In Woodruff’s original Cycle 1 report, Woodruff’s wife, Joy Maxberry Woodruff, donated $25,000 to the campaign on January 27th, and Woodruff himself donated $75,000 on January 30th. In the amended report, only one donation from Woodruff or his family was recorded, a $10,000 donation from Woodruff on January 13th.
Woodruff’s report also showed larger support from Steelers owner Art Rooney and his wife Greta. The original report showed a $25,000 donation from Art Rooney on March 27th, the final day of the reporting period, and a $5,000 donation from Greta Rooney on February 22nd. The amended report showed only a $5,000 donation from Art Rooney on February 22nd and no donations from Greta. Attempts to contact Rooney were not successful.
Woodruff currently serves on the Allegheny County Court of Common Pleas. He played cornerback for the Steelers from 1979 to 1990.
The reports also had discrepancies with campaign loans. The original filing showed that Woodruff loaned his campaign $75,000 and his wife, Joy Maxberry Woodruff, loaned the campaign $25,000 on January 30th. In the amended report, there was only one loan from Woodruff to his campaign of $10,000 on January 13th.
PoliticsPA spoke with half a dozen fundraising consultants on both sides of the aisle. The Democratic fundraisers requested anonymity so they could candidly discuss their party’s nominee. They said the change could be the result of a bookkeeping error, cold feet by several donors, or strategic deception. There is no indication of any impropriety, they all agreed.
“I have never heard of filing an amended report that took away donations and loans, or changing donations from $75,000 to $5,000,” Chris Nicholas, a Republican consultant, told PoliticsPA.
There are many reasons that could have caused the campaign to have to file an amended report, including misclassifying loans as donations or vice-versa. The money could have been pledged to the campaign and recorded as a donation before the check came through. This would account for the need for an amended report, but the subsequent reports have not seen the money come in.

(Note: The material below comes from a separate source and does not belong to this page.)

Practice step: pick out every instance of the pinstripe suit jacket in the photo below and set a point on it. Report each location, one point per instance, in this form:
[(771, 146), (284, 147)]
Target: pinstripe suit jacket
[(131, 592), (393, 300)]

Some fundraising consultants said that the amended report shows that the Woodruff campaign was trying to show strength: a way to deter other candidates considering a primary bid. It could also be a play for earned media and additional donors. Woodruff was unopposed in the Democratic primary.
Multiple sources PoliticsPA spoke with about the reports said that the reports raised questions about the bookkeeping of the campaign.
Woodruff’s Cycle 2 report, which cover March 28th through May 1st, and his Cycle 3 report, which covers May 2nd through June 5th, do not include any of the donations or loans that were removed in the amended Cycle 1 report.
In his Cycle 3 filing, Woodruff’s campaign reported raising $42,815 and having $21,041 cash on hand.
After the primary, state parties often take over the fundraising and day to day running of judicial campaigns, making these issues less of a priority after the primary. In all Pennsylvania judicial races, candidates are not permitted to personally solicit contributions, so there is a degree of separation from the process not experienced by legislative or executive candidates.
Woodruff is running in the general election against Republican candidate Justice Sallie Mundy. Mundy is currently serving on the Supreme Court after an appointment by Governor Tom Wolf. In the latest report, Mundy reported raising $56,100 and having $250,666 cash on hand.